Personality-Augmented Intelligent Agents and Their Behaviors in HPC
Faculty Mentor: Dr. Randall Cone

Visual representation and analysis of textual works have often aided human learning and understanding. In the Digital Age this is particularly true, given the advent of natural language processing, the wholesale availability of general programming languages, and the maturation of digital visualization. In our research, we eschew disciplinary boundaries to view and analyze classic literary and other textual works in unconventional ways. We study these texts with a sequence of progressively sophisticated content analysis and feature extraction software packages, many of which renders a useful artistic visual representation of a given text. To examine the entire corpus of an author’s (or group of authors’) works, appealing to the power of HPC is a natural choice.

We have recently begun to take the above mentioned content analysis and feature extraction research into the realm of Artificial Intelligence (AI). Using a bootstrap of cognitive and emotional reaction vectors, we endow artificially intelligent agents with personalities, then observe their reactions to sets of textual information. This work currently incorporates the following technologies: WordNet, Word2Vec, neural networks, and a novel AI framework written in the Python programming language. Our future plans are to extend this work into distributed computing environments and HPC (via mpi4py), strongly coupling it with a study wherein we establish groups of personality-endowed AI to study a population of such intelligences and their behavior.

Massively Parallel Machine Learning
Faculty Mentor: Joseph Anderson

Many modern computing challenges rely on massive amounts of data gathered -- from the user, the environment, a network, or other sources. The difficulty of processing this data has swiftly outpaced even industrial-grade computing hardware. Instead of trying to simply apply standard algorithms and approaches on a larger scale, the goal of this project is to explore which computational techniques can be adapted or re-formulated specifically for high-performance computing environments. Applications include medical imaging data, signal processing and recovery, compressed sensing, and neural networks.

High-Dimensional Convex Geometry and Optimization
Faculty Mentor: Joseph Anderson

Every person, as well as machine, constantly makes choices. The classical way to approach making choices is to consider balancing the cost of the choice versus the benefit of the choice; this is often referred to as optimization. In many modern machine learning applications (autonomous robots, self-driving cars, signal processing, medical imaging), these choices become more complicated and also more consequential. Convex geometry is a field of mathematics that offers powerful analytical tools for scientists to not only develop efficient computational techniques for such decisions, but offer rigorous theoretical guarantees about their performance.

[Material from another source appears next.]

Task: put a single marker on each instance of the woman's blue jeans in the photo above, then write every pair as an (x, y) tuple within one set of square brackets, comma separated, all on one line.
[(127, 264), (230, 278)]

This project will consider several important open problems from convex geometry, which have important relationships to machine learning and data analysis. Students will balance rigorous theory with experimental study, using software to approach currently open questions in convex geometry and optimization theory.

Parallel Processing for AI Opponents in Games
Faculty Mentor: Joseph Anderson

Computer games often rely on the implementation of “smart” adversaries to engage their players in challenging, yet rewarding, game content. However, as games become more sophisticated and allow the player more and more freedom of interaction with the world, the problem of simulating a formidable opponent -- one who is unpredictable, skilled, yet believable -- becomes computationally challenging. Traditional techniques for Artificial Intelligence break down quickly when there are too few constraints on the opponents’ behavior.

This project will focus on developing algorithms for AI behavior which take advantage of high-performance computing environments, with a focus on parallel computing and large-scale simulation.